Double espresso! Double espresso! But there was no coffee jerk chasing crumbs on this morning. In the category Not Waking Up Sans Kidneys in a Bathtub Filled with Ice Hostel Yaroslav wins a gold star. In the category Not Returning to Find Expensive Electronics Stolen they take the cake. In the competition for Best Breakfast Buffet Deal someone entered a double-burner hotplate before passing out backstage. Janice hoisted me from the tangled remains of my bed and hauled me through the early morning sounds of Podil to the nearest cafe.

Podil

Some voluntary vagabond had taken residence in the shower stall, leaving us to wring the sweat from our clothes before packing. Through the darkened hallway then down flights of concrete stairs to pass the key to a different receptionist than we’d met the day before. Janice found a corner in the barren kitchen where the meager complimentary wifi could be harnessed and double-checked that we knew what we were doing.

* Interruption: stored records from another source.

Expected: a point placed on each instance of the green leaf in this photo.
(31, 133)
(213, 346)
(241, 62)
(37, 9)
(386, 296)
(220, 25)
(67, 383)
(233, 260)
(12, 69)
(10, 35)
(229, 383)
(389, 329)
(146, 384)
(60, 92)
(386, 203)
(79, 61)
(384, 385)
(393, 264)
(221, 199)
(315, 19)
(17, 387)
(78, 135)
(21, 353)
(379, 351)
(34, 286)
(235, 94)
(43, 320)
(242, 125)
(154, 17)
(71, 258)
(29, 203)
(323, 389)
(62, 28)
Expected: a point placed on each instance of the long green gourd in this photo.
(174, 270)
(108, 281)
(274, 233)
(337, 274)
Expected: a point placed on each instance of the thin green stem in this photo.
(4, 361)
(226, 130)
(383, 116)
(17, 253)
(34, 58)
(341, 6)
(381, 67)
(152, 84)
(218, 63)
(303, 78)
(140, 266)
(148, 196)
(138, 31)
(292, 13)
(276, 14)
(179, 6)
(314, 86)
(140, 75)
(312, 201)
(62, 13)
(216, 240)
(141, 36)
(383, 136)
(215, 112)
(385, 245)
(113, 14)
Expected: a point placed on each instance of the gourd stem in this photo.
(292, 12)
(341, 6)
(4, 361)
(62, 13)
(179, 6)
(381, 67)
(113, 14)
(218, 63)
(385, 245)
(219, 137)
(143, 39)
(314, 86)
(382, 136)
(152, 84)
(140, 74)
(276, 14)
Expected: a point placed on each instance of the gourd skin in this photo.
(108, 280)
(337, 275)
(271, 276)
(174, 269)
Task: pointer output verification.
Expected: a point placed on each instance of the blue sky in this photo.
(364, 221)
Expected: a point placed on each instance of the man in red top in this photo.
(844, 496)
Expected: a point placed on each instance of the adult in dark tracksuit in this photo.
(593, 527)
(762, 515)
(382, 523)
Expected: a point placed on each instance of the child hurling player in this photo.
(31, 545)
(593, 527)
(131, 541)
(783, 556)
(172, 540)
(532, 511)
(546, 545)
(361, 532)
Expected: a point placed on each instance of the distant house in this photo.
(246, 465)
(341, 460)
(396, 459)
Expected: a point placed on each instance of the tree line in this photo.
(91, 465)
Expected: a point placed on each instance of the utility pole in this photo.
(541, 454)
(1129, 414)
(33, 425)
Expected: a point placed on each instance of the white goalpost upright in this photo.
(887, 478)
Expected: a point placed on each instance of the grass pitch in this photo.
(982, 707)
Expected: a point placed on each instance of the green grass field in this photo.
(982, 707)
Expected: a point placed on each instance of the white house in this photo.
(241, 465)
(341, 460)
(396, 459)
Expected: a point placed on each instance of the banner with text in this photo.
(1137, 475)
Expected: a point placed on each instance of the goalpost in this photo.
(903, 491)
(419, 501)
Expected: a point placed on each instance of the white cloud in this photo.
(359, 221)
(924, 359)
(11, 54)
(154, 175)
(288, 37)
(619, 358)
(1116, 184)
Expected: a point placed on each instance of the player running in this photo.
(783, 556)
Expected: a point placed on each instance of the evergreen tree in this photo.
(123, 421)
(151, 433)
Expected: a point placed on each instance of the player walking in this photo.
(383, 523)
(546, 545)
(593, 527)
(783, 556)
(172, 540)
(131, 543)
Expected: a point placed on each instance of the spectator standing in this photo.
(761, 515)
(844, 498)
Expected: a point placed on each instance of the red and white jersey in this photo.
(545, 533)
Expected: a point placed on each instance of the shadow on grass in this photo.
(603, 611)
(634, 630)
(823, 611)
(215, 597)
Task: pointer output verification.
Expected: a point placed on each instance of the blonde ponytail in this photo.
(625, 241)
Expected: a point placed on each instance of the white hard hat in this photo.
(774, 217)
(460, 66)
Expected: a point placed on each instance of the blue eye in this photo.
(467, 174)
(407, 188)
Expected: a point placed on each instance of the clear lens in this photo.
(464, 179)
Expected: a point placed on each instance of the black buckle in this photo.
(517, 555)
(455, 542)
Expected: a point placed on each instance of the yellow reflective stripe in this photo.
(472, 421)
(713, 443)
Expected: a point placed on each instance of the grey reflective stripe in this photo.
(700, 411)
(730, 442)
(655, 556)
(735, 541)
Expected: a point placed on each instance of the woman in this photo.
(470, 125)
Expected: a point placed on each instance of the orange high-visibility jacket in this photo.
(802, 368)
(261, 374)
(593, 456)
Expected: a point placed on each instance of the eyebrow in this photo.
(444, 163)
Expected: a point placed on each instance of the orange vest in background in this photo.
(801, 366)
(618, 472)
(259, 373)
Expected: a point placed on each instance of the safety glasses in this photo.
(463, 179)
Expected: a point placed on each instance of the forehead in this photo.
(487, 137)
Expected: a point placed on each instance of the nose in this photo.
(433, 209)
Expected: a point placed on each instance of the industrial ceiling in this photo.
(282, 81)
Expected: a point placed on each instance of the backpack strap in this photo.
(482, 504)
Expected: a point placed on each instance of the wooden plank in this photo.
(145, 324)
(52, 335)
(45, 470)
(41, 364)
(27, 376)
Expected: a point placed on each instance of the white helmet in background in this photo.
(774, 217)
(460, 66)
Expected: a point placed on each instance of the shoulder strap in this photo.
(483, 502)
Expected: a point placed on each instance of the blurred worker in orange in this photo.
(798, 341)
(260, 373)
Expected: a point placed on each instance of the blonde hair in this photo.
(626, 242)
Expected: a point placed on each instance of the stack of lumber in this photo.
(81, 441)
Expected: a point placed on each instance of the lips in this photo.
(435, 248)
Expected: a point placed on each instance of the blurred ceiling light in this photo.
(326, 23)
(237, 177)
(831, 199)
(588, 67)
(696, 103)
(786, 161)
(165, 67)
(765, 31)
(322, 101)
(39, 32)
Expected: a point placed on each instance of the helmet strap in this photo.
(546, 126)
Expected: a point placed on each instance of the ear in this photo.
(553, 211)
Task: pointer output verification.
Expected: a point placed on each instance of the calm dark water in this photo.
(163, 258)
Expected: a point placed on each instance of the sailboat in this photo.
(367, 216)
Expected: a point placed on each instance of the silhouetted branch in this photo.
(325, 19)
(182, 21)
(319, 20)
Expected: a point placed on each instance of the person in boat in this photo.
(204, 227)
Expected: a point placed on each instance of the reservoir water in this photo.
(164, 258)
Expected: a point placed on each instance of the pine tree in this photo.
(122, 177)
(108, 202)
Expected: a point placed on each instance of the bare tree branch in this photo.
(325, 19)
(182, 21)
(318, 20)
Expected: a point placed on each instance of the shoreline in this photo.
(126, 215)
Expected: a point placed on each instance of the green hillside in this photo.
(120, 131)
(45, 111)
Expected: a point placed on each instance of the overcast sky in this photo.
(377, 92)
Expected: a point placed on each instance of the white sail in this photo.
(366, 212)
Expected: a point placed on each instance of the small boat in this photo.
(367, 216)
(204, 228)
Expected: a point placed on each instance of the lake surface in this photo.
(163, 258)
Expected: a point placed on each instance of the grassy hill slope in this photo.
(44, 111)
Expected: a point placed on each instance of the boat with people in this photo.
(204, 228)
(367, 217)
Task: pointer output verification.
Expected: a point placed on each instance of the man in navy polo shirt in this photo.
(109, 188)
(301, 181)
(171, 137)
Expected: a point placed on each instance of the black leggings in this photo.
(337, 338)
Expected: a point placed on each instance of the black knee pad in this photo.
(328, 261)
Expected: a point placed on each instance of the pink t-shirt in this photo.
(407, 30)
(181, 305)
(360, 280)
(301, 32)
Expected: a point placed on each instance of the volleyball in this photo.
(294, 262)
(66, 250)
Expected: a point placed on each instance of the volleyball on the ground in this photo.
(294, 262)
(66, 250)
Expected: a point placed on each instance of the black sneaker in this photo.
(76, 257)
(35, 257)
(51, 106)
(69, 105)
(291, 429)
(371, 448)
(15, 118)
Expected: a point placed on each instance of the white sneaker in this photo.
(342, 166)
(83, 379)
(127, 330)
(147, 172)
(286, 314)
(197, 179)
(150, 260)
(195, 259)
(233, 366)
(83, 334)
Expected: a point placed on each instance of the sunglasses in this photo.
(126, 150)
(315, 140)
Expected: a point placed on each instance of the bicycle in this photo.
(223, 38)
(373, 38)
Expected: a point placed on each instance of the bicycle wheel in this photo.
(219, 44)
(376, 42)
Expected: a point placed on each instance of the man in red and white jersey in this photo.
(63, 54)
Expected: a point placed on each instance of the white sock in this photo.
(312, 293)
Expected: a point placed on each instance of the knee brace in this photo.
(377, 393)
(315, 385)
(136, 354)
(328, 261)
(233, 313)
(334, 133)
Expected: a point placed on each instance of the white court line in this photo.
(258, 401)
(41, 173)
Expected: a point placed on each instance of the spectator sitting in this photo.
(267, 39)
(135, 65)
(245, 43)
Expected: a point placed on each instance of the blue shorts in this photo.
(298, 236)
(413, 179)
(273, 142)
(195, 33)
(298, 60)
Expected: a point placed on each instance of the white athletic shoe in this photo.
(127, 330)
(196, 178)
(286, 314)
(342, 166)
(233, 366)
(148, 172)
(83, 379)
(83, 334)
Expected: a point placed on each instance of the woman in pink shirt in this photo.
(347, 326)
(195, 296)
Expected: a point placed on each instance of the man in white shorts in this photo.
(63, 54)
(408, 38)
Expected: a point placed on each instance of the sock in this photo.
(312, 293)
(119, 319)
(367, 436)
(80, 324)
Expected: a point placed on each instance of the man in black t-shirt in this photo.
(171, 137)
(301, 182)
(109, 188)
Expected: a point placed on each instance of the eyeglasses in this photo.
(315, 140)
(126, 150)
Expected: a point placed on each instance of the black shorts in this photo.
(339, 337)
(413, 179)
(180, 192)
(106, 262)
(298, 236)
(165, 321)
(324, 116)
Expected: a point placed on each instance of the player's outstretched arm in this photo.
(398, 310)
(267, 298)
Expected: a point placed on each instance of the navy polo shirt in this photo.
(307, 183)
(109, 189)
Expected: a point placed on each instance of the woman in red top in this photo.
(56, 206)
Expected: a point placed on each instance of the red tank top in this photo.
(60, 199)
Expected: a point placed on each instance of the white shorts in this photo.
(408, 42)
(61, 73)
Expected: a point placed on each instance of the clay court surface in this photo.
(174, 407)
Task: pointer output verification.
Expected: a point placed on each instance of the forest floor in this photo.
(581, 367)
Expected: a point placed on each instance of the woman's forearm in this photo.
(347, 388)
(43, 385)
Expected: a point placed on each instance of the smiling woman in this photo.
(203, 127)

What we were doing was leaving Kyiv.

Bloated westerners such as ourselves have options. A taxi could be hired, although this required that the fare be negotiated before departure and then arguing with the driver upon arrival all in Ukrainian. Across the Dnieper lays a remote metro station where you can cross your fingers that a bus will stop and then be blessed with drunkards rolling onto the sidewalk to offer a free ride. The sanest course of action was to backtrack to Kyiv-Passazhyrskyi and argue over which of the double-parked minivans seemed most likely to carry us and our possessions without roadside violence and abandonment.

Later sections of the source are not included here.